Hector Berlioz’ geistliches Werk

Von Prof. Dr. Paul Thissen

Hector Berlioz (1803-1869) gehört zu den bedeutendsten und einflussreichsten Komponistengestalten im Frankreich des 19. Jahrhunderts. Neben Orchesterwerken und Kompositionen für die Opernbühne hinterließ er mehrere groß dimensionierte geistliche Werke – und zwar die Messe solennelle (1824), die Grande messe des morts (1837), ein Te Deum (1848-49) sowie das Oratorium L’Enfance du Christ. Trilogie sacrée (1850-54) –, die jedoch nicht darüber hinwegtäuschen dürfen, dass der Komponist der römischen gleichermaßen wie der evangelischen Kirche mit ironischer Distanz begegnete. In seinen Memoiren schreibt er: „Ich brauche wohl nicht zu erwähnen, dass ich im apostolischen römisch-katholischen Glauben erzogen wurde. Diese Religion ist sehr liebenswert, seit sie niemanden mehr verbrennt, und machte mich ganze sieben Jahre lang glücklich; und obwohl wir seit längerem auseinander sind, habe ich mir doch immer noch eine zärtliche Erinnerung an sie bewahrt. Sie ist mir übrigens so sympathisch, dass ich sicher bin: Wäre mir das Unglück widerfahren, zu Zeiten einer jener Kirchenspaltungen aus der dumpfen Brutstätte von Luther oder Calvin geboren zu sein – im selben Augenblick, da in mir der Sinn für Freiheit und Poesie erwacht wäre, hätte ich schleunigst abgeschworen, um mich von ganzem Herzen der schönen Römerin in die Arme zu werfen.“

Die Messe solennelle ist Berlioz’ erstes größeres Werk und steht, entstanden im Auftrag des Kapellmeisters von Saint Roch, unüberhörbar unter dem Einfluss seines Lehrers François Lesueur, der als Direktor der Chapelle des Tuileries Musik für die Kirche als „drame sacré“, als „geistliches Drama“ konzipiert sehen wollte. Berlioz selbst berichtet: „Ich begann also mit Feuereifer an meiner Messe zu arbeiten, die mit ihren unausgewogenen und gewissermaßen zufälligen Färbungen nur eine ungeschickte Nachahmung von Lesueurs Stil war.“ Aus diesem Grund erfuhr die Komposition eine vollständige Umarbeitung. Die höchst erfolgreiche Uraufführung fand am 10. Juli 1825 statt.

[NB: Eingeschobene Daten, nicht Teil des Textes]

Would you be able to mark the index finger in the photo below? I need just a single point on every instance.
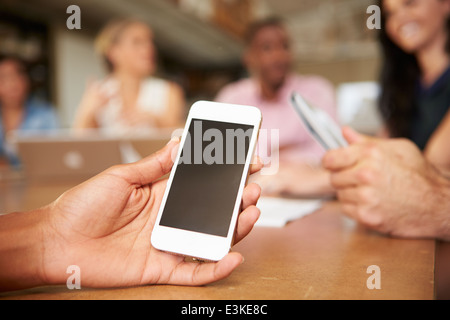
(342, 158)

Berlioz selbst spielte das Tamtam, das er seiner eigenen Schilderung zufolge im „Resurrexit“ mit solcher Wucht anschlug, dass die ganze Kirche erzitterte. Die zweite Aufführung am 22.11.1827 erfolgte unter der Leitung des Komponisten, der auch mit einer überarbeiteten Fassung mehr als unzufrieden war. In den Memoiren schreibt er: „Nach diesem zweiten Versuch konnte ich nicht länger daran zweifeln, wie wenig meine Messe wert war, deshalb trennte ich das Resurrexit, mit dem ich halbwegs zufrieden war, heraus und verbrannte den Rest.“ Die Messe, die außer den Ordinariumsteilen auch eine Offertorium- und eine Elevationsmotette sowie das in Frankreich obligatorische, am Ende der Messe zu Ehren des Regenten zu singende Domine, salvum fac beinhaltet, hat sich aufgrund einer autographen, 1991 wiederentdeckten  Kopie, erhalten, und es konnte nachgewiesen werden, dass er zahlreiche Passagen und Motivgestalten in spätere Werke übernommen hat.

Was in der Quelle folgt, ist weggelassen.